At the same time, the DGCA rescinded a nationwide directive that prohibited airlines from including pilots’ leave in their mandatory weekly rest, intended to give all carriers greater flexibility to complete sick rosters. Officials say the changes are closely watched and do not weaken core safety provisions, but they underscore how far the regulator is willing to stretch to get aircraft back in the air. Those details were previously reported by the Indian business daily Business Standard.
Pilot unions have lashed out at the carve-outs. In a strongly worded letter reported by The News Minute, the Airline Pilots Association of India denounced the step as “selective” and unsafe, and described it as rewarding an “artificial crisis” that the government itself has stated was engineered to exert pressure on regulators. Union leaders say passenger convenience is being prioritised over the hard-fought fatigue protections and have called for a full investigation into IndiGo’s staffing choices.

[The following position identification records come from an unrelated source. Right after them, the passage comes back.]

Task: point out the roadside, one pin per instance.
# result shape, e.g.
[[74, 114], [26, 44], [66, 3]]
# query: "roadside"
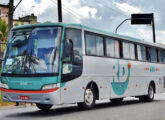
[[5, 104]]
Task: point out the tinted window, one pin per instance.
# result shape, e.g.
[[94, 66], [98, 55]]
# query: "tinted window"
[[75, 36], [132, 51], [128, 50], [110, 47], [99, 46], [153, 55], [94, 45], [141, 52], [90, 44], [117, 48], [161, 56]]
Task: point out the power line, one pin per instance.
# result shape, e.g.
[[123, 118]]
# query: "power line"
[[105, 5], [74, 13]]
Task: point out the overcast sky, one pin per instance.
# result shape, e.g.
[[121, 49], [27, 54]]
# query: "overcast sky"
[[102, 14]]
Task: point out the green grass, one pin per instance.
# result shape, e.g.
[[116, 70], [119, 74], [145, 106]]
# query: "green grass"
[[4, 103], [0, 97]]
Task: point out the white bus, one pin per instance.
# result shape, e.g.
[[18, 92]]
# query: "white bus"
[[59, 63]]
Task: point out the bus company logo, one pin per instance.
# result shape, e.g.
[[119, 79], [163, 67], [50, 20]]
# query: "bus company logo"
[[121, 77], [152, 69]]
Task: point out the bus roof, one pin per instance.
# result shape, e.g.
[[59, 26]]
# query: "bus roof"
[[93, 30]]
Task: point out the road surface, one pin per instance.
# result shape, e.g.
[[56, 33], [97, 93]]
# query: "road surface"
[[130, 109]]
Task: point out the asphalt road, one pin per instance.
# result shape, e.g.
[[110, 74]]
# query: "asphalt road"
[[130, 109]]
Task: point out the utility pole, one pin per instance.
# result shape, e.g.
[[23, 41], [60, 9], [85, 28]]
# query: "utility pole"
[[11, 12], [59, 7]]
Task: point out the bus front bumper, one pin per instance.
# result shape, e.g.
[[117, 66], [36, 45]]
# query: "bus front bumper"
[[44, 96]]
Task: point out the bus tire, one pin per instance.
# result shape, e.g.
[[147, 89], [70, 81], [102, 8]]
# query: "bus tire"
[[150, 96], [43, 106], [116, 100], [89, 99]]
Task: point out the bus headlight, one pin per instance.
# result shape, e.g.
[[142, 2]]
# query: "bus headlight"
[[50, 86], [3, 85]]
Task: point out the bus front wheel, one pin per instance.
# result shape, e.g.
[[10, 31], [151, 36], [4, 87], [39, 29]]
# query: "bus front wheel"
[[89, 99], [43, 106], [116, 100]]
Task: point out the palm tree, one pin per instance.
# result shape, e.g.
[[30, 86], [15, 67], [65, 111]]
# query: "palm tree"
[[3, 31]]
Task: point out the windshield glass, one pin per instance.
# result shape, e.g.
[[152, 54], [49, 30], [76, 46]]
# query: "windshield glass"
[[32, 51]]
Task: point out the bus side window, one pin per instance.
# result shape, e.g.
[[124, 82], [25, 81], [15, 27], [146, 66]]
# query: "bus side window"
[[128, 50], [161, 56], [148, 54], [94, 45], [141, 53], [74, 69], [153, 54], [110, 48], [90, 44]]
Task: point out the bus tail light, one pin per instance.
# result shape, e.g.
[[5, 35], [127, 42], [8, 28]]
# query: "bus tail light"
[[50, 86], [5, 86]]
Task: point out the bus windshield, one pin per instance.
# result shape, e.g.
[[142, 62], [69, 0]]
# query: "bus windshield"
[[32, 51]]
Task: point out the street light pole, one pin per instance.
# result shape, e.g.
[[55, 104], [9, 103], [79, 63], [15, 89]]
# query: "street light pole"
[[59, 10], [10, 14]]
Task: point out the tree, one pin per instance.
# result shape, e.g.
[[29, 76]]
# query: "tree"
[[3, 32]]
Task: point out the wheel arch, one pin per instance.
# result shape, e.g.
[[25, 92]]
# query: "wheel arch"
[[153, 83], [95, 87]]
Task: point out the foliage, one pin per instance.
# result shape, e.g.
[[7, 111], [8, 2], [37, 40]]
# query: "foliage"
[[3, 32]]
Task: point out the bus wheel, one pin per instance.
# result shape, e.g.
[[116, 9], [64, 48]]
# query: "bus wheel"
[[43, 106], [116, 100], [89, 99], [150, 96]]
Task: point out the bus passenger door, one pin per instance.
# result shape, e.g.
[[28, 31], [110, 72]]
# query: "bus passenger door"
[[72, 66]]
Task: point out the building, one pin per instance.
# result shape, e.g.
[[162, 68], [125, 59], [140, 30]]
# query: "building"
[[29, 19], [4, 10]]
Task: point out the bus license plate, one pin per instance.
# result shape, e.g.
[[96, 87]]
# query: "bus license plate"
[[24, 98]]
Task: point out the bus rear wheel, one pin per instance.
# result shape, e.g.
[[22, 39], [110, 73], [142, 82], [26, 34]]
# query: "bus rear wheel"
[[150, 96], [43, 106], [89, 99], [116, 100]]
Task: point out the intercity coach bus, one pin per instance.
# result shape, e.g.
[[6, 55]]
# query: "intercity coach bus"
[[57, 63]]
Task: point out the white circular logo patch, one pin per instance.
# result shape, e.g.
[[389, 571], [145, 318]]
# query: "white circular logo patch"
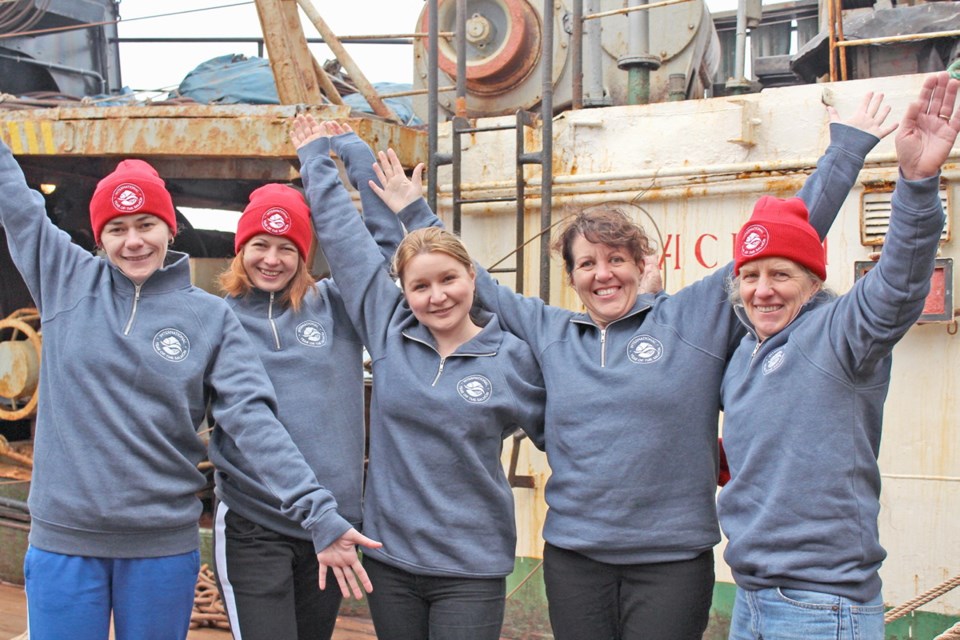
[[774, 361], [171, 344], [127, 197], [276, 221], [311, 334], [645, 349], [755, 239], [475, 389]]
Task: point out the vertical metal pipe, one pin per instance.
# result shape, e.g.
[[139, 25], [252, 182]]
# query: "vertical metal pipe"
[[594, 54], [458, 125], [459, 120], [739, 60], [521, 199], [638, 81], [433, 102], [638, 61], [461, 38], [576, 54], [546, 188]]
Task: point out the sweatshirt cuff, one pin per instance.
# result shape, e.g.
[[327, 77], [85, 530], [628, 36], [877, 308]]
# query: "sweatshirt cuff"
[[313, 149], [417, 215], [341, 143], [851, 139], [327, 529], [920, 194]]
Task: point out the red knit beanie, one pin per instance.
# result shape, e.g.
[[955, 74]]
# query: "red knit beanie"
[[133, 187], [780, 229], [280, 211]]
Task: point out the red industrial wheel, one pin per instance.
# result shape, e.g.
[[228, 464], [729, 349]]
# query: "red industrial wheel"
[[503, 43]]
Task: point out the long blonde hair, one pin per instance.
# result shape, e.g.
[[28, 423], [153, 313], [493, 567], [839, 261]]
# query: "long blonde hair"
[[430, 240], [235, 282]]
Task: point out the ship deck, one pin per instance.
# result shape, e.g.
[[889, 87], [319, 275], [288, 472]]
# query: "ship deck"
[[13, 621]]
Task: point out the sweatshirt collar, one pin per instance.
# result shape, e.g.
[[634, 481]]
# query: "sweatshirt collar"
[[484, 343]]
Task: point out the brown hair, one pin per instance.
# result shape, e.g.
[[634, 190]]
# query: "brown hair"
[[430, 240], [234, 281], [606, 224]]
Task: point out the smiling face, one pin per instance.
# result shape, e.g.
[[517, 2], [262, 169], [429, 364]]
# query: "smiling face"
[[270, 261], [136, 244], [606, 278], [439, 290], [773, 291]]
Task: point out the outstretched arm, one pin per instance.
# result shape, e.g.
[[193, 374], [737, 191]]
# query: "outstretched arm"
[[357, 159], [889, 300], [368, 292], [929, 128], [850, 141], [342, 557]]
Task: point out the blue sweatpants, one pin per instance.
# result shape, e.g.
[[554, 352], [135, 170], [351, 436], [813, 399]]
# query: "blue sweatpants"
[[73, 596]]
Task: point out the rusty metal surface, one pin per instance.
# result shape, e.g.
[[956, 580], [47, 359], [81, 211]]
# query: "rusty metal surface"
[[290, 57], [187, 132]]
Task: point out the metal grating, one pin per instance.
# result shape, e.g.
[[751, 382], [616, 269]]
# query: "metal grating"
[[875, 216]]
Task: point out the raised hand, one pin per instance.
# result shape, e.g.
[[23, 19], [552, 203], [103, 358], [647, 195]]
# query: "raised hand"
[[869, 116], [342, 557], [929, 129], [398, 190]]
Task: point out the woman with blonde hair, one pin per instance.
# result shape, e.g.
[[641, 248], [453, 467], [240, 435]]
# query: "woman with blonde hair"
[[449, 385], [633, 405]]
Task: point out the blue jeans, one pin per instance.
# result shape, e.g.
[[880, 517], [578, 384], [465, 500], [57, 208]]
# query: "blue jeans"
[[73, 596], [407, 606], [791, 614]]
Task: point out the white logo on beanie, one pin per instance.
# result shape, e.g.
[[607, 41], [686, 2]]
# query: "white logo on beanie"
[[311, 334], [171, 345], [774, 361], [276, 221], [755, 239], [475, 389], [127, 197], [644, 349]]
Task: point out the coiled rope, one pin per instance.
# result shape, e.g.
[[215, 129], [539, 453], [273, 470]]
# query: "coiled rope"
[[922, 599]]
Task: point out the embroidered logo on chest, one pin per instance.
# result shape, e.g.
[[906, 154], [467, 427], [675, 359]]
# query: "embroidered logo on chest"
[[311, 334], [644, 349], [127, 197], [171, 345], [774, 361], [475, 389]]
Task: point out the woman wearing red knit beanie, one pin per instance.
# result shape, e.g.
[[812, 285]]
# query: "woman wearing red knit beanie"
[[265, 563], [134, 359], [803, 398]]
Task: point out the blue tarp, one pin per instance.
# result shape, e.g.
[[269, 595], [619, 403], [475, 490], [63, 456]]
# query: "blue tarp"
[[236, 79]]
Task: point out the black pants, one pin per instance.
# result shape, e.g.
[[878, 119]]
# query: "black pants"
[[270, 582], [406, 606], [592, 600]]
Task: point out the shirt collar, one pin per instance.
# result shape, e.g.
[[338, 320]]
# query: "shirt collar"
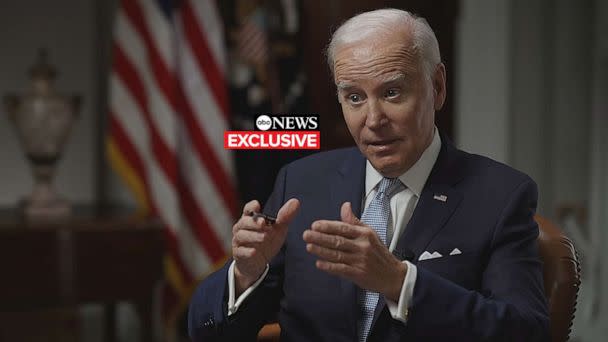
[[416, 176]]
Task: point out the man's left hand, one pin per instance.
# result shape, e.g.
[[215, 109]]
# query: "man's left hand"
[[351, 249]]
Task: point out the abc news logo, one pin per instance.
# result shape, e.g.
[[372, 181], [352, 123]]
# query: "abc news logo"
[[284, 122], [277, 132]]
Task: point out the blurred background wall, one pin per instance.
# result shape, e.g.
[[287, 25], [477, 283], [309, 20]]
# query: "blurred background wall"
[[530, 89]]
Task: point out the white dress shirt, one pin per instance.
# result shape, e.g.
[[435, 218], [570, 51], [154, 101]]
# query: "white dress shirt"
[[402, 205]]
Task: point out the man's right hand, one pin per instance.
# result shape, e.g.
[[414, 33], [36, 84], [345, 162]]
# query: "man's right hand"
[[254, 243]]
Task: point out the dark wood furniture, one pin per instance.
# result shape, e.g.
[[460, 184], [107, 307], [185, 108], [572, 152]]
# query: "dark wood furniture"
[[92, 258]]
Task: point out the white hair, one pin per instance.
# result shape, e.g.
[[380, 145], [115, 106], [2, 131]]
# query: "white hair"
[[383, 22]]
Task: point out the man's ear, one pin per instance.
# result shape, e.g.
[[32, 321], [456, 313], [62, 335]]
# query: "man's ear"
[[439, 86]]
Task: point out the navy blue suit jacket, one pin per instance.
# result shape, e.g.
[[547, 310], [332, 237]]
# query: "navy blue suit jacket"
[[493, 290]]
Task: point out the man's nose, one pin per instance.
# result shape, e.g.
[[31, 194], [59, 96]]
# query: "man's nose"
[[376, 117]]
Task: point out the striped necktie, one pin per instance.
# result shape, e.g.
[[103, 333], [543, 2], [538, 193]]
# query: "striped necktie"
[[376, 215]]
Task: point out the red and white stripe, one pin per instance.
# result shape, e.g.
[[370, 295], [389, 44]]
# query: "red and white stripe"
[[168, 112]]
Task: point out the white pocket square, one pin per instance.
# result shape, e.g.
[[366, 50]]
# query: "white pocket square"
[[426, 256], [455, 251]]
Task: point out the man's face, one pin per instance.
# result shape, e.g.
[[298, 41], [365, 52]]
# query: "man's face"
[[388, 103]]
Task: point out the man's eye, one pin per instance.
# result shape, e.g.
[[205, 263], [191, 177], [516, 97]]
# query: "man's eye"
[[392, 93], [354, 98]]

A crisis years in the making
IndiGo flight cancellations are the most visible flashpoint in a fatigue debate that has been simmering for the last two years. The DGCA quietly pushed the initial deadline for the same rest-and-duty rules to June in March 2024, after airlines cautioned that a rushed application might lead them to cancel as many as one out of every five flights, according to a contemporaneous report by NDTV.
The more stringent rules were followed after the review of pilot fatigue data was initiated when an IndiGo pilot collapsed and died before a flight in August 2023. Months later, the DGCA fined Air India 8 million rupees for violating new fatigue-management rules, reinforcing that it was a standard the regulator would apply across the industry, as reported in a Reuters archive story in March 2024.
Even before the onset of fatigue rules, IndiGo had experienced minor disruptions due to a crew crunch. In 2019, the carrier was unable to operate dozens of flights over multiple days following reports in local media of a pilot shortage, prefiguring how vulnerable a high-frequency, low-cost model reliant on tightly packed rosters can be.
Passengers suffer as IndiGo cancels more flights.
For travellers, the most recent spate of cancellations by IndiGo means missed weddings, medical appointments and job interviews, while masses at major airports have chanted slogans and lined up for hotel vouchers and ground transportation. Under the headline “travel update,” IndiGo promised automatic refunds, free rescheduling for trips through mid-December, and thousands of hotel rooms for stranded passengers, though many customers say the information flow has been patchy , and that call centres are overwhelmed.
Officials say the airline will operate a reduced schedule for several weeks while it regenerates its rosters under the new rules, and the government anticipates that on-time performance will return to normal in the days ahead. But as exemptions become increasingly tied to a turnaround plan for IndiGo, aviation analysts caution that this crisis might inform future policy on just how far India is willing to bend its pilot fatigue protections when IndiGo flight cancellations threaten to paralyse the country’s skies.